BRASILIA – President Jair Bolsonaro submitted a bill to Congress on Thursday that would allow the Brazilian Central Bank to make monetary policy independently.
The move was announced during a ceremony at the Planalto presidential palace to review the administration’s accomplishments during its first 100 days in office.
The far-right leader had promised during his campaign last year to make the Central Bank independent.
The presidential chief of staff, Onyx Lorenzoni, said the legislation, which will be debated by lawmakers, will allow Brazil to “have a very important tool used by the world’s leading nations to provide confidence and stability in the economy.”
The goal is to have “a guardian of the currency and the economy that will protect the currency regardless of the administration in office,” Lorenzoni said.
The bill would retain the current system for appointing the Central Bank chairman, who is nominated by the president and subject to confirmation by Congress.
Under the legislation, Central Bank chiefs would continue to serve four-year terms, with a limit of one re-nomination.
The bill, however, would prohibit future administrations from sacking Central Bank chairmen over differences about monetary policy, such as their strategy for dealing with inflation and setting interest rates.
“With this (change), you will have institutional stability” regardless of who “holds the presidency,” whose occupants also serve four-year terms, with a maximum of two terms in office, Lorenzoni said during a press conference held after the ceremony.
The bill says that “the success of the economic stabilization process started in 1994 shows the benefits of monetary stability and its contribution to the growth of the economy and the reduction of interest rates.”
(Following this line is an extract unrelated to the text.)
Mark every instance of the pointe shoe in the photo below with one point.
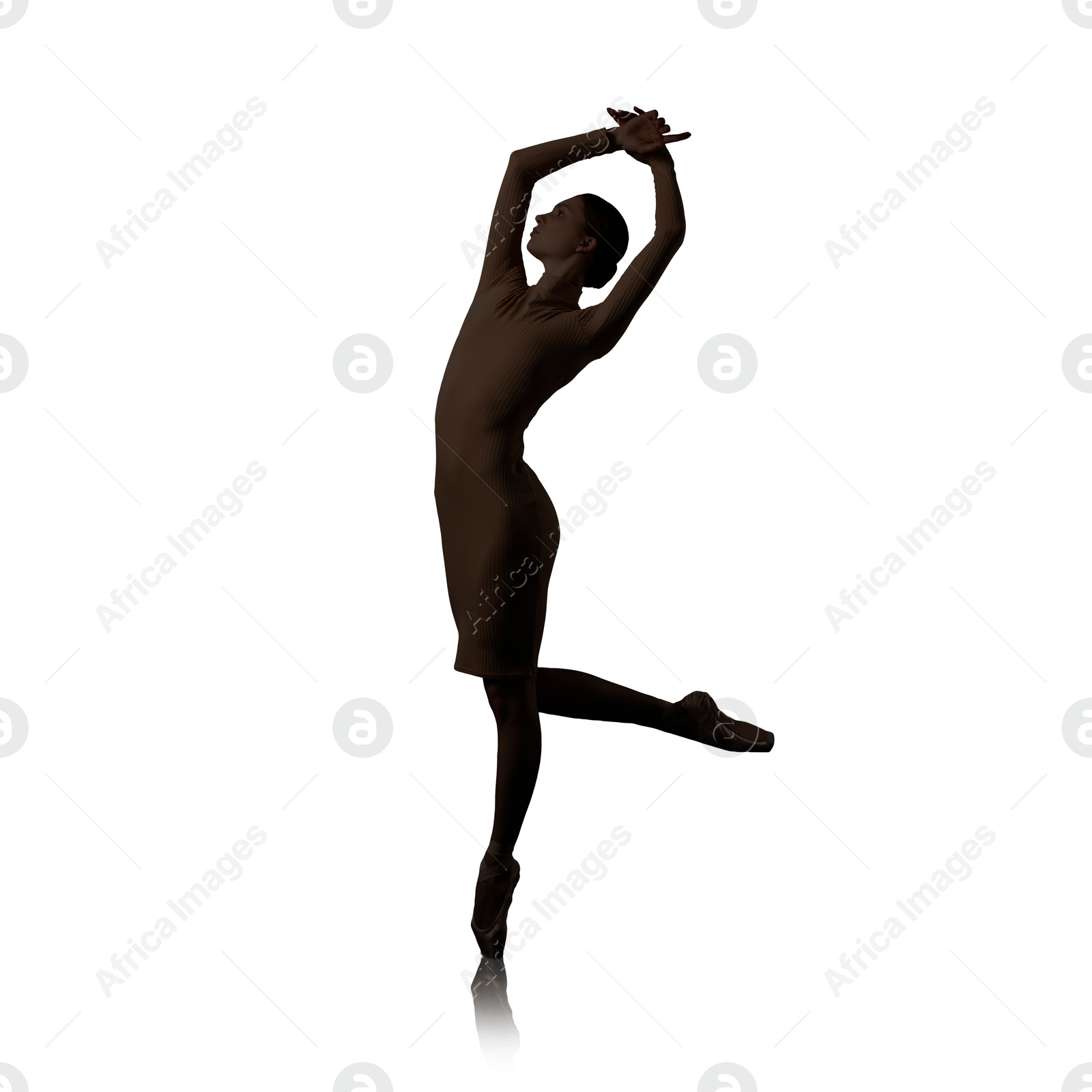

The legislation notes that having an independent Central Bank will contribute to economic growth and “lay the foundation for an increase in the efficiency of the economy, productivity and sustained growth, which is the goal of society as a whole.”
One of the biggest challenges faced by Bolsonaro’s administration is helping Brazil’s economy recover after a severe recession four years ago that caused the gross domestic product (GDP) to contract 7 percent between 2015-2016.
Since 2016, the economy has slowly recovered, but the 1 percent annual GDP growth registered by Brazil is considered insufficient by both the administration and the financial markets.